As a pervasive driver of ecosystem change and uncertainty regarding future conditions, climate change represents a significant threat to many critical ecosystem functions. The dynamic and uncertain nature of climate change also adds complexity to forest management planning activities that depend on reliable estimates of future conditions to guide current management practices. Forest managers need conceptual processes that address the challenges of sustainable natural resource management in a changing climate. Climate change adaptation begins with existing management goals and objectives. Decision-making processes built on principles of adaptive management can help managers assess potential climate-related challenges to their goals and objectives, evaluate the feasibility of existing objectives in the context of climate change, diagnose the need for climate change adaptation efforts, prescribe appropriate treatments, and use monitoring efforts to evaluate treatment effectiveness and gauge the need to adjust management over time.
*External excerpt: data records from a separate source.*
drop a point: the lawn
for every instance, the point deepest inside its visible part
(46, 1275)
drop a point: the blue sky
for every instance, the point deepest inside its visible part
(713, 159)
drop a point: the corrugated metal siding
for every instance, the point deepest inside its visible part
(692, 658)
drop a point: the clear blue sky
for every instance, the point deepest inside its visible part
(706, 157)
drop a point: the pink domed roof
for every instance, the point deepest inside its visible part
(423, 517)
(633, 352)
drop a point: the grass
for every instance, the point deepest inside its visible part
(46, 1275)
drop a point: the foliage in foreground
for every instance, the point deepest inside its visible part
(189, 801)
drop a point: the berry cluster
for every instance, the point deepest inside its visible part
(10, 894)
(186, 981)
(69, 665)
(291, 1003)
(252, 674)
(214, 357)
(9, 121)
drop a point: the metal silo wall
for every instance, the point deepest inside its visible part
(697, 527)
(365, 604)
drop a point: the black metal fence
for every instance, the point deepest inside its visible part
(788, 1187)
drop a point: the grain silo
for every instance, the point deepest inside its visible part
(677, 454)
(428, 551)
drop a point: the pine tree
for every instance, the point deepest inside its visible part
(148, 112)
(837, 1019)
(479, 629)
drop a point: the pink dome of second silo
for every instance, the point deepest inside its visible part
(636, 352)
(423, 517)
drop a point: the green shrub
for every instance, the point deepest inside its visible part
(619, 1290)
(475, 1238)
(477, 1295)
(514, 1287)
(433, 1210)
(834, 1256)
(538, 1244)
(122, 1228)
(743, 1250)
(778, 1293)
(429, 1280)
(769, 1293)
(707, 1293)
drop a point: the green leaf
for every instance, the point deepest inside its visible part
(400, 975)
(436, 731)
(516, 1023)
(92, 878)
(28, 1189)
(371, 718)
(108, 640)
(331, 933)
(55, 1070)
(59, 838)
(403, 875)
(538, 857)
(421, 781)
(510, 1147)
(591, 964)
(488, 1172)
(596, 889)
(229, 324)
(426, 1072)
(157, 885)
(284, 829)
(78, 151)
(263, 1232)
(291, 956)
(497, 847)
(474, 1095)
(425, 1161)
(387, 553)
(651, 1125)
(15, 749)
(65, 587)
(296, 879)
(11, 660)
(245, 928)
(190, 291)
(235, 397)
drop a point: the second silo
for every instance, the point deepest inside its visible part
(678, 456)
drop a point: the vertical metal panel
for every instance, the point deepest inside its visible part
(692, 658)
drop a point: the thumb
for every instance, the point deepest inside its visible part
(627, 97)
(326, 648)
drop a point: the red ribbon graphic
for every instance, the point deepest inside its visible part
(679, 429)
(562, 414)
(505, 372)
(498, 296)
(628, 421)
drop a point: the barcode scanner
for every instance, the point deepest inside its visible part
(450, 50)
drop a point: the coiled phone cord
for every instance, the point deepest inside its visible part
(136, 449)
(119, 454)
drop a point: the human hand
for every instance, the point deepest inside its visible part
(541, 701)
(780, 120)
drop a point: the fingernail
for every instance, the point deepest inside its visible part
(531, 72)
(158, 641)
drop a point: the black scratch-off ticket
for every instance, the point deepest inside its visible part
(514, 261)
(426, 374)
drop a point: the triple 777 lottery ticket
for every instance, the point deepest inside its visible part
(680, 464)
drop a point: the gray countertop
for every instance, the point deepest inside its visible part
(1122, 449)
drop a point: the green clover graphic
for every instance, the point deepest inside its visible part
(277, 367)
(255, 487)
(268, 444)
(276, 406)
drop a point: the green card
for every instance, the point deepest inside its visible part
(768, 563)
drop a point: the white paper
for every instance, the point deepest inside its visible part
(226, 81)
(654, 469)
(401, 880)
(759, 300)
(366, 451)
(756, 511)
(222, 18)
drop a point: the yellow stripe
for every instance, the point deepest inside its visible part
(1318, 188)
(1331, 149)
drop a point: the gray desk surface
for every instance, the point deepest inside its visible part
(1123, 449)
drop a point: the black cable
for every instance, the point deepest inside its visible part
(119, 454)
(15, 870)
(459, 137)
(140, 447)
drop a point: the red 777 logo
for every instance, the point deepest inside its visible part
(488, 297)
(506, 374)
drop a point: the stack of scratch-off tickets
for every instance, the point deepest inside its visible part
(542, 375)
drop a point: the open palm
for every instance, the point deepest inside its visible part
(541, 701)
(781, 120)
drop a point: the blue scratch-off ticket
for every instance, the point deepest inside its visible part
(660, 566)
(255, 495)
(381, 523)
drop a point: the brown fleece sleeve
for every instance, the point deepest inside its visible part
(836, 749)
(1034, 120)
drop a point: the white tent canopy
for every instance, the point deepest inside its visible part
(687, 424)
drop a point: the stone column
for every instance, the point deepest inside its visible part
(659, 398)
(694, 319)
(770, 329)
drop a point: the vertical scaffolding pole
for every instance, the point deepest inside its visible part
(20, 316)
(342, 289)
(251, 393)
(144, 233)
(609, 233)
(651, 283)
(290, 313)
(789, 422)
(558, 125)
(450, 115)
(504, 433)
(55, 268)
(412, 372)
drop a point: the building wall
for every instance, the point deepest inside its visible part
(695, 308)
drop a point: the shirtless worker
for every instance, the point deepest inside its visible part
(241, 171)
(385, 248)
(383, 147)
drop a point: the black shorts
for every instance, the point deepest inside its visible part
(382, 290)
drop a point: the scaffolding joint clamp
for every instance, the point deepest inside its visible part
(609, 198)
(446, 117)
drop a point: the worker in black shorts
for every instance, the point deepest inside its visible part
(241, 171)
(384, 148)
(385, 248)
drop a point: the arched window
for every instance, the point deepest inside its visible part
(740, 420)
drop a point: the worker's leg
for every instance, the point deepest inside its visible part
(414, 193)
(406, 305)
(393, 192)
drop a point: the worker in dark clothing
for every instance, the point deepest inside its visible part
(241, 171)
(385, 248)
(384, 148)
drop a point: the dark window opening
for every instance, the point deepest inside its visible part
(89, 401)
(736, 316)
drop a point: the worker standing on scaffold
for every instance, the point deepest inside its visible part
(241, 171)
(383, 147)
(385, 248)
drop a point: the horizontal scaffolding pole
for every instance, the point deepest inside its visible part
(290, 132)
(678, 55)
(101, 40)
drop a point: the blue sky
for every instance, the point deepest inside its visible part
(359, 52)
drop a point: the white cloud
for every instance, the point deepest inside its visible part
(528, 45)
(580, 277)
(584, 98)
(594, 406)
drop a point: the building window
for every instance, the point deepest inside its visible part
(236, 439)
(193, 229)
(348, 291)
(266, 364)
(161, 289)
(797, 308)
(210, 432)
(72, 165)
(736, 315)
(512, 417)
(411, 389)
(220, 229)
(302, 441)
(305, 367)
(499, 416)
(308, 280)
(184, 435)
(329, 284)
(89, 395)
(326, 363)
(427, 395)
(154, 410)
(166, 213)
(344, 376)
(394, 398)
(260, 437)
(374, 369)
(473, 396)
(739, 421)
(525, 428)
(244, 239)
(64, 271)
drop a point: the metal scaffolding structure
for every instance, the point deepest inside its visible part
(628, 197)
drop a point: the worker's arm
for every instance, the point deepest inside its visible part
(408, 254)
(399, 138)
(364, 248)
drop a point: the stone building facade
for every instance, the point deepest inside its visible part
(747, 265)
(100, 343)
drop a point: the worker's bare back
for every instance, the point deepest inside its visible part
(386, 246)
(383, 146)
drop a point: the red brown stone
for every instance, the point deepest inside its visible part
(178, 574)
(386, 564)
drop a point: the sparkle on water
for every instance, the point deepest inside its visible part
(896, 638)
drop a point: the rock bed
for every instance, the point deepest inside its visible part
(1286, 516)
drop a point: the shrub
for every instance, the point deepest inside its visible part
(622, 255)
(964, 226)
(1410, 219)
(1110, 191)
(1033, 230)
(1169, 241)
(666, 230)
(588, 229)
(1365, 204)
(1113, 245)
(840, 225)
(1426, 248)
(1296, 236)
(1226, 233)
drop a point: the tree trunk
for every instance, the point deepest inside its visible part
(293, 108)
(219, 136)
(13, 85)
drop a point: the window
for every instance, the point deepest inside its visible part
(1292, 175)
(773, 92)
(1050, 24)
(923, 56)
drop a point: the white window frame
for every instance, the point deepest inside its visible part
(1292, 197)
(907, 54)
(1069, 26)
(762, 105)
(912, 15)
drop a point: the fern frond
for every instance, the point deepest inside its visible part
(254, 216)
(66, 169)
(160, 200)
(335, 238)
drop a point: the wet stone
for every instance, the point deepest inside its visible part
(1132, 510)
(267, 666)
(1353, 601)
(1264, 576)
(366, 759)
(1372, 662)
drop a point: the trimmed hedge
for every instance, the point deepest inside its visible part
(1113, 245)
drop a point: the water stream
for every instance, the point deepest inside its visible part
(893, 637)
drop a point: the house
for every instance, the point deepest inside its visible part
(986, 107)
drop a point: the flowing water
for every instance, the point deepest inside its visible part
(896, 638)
We will provide an overview of this process and briefly describe case studies that illustrate the successful application of these principles to management projects at varying scales. Additionally, we will describe an adaptive silviculture project that is building science-management partnerships to guide managers through the process of developing site-specific, objectives-driven climate change adaptation treatments while simultaneously establishing the framework for a long-term study of responses to several common climate change adaptation options in a variety of forest types across the United States.